第6章 看病四日目 二人の香
謙信「急に姫鶴の切れ味を確かめたくなってきた」
「は!?」
佐助「それは勘弁してください、謙信様」
佐助が抜かりなく身構え、舞は佐助を庇うように間にはいった。
自然になされた動きに胸が焦れた。
謙信「………」
いざとなったらこの女も愛する男のために命を投げ出すのか。
残された男がどのような思いをするか…お前なら知っているだろう?
(俺と伊勢のことを話したお前なら…)
刀を抜いた姿勢でじっと舞を見つめると、薄茶の瞳に迷いが生じた。
剣をつきつけられても本気で怖がっていないのは俺が佐助を斬るわけがないとわかっているからなのだろう。

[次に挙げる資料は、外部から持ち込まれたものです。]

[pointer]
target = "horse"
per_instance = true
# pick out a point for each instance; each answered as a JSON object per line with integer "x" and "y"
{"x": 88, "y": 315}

(本当に愛する人間に危機が訪れた時…お前はどうするのだろうな)
引きつった顔で笑いとばす舞に心の中で問う。
ぼんやりとした答えが徐々にはっきりとしてきた。
(お前なら……二人で生き抜こうと必死に考えるだろうな…)
この女には良い意味で『死ぬ覚悟』はない。死ぬという選択肢を持っていない人間は生きるしかない。
舞が帰り仕度にはいり、湿った足袋と草履の感触に顔をしかめている様を気取られぬよう眺めた。
(……まただ、苦しい)
胸が苦しくて呼吸が浅くなった。
何かの病なのかもしれない。
手を伸ばせば触れられる。
触れれば苦しさが軽くなるような気がする。
だが触れたいのではない。
人の女に触れていいわけがない。
俺は一体どうしたい?
束の間自問自答を繰り返すが答えは見いだせず、胸の苦しみは続いた。
謙信「気をつけて帰れ。朝も言ったが道が悪い時は無理せずとも良い」
「はい、わかりました。今日は一日お世話になりました。
明日は謙信様が食べたことがない料理を作ろうと思っているので楽しみにしていてください。お酒にも合うと思います」
佐助のための料理だろうが酒にも合うなどと配慮を忘れないあたり、この女は優しい。
(この女の優しさがわずかでも俺に向いているのなら…)
乾いた心に一滴、また一滴と優しさが染み込んでくる
暗く冷たく…元に戻ろうとしていた心に、再び温かさと明るさが舞い戻ってきて、不思議と息苦しさから解放された。
謙信「ああ、楽しみにしていよう」
何かが俺を満たしてくれたような温かな気持ちのまま返事をした。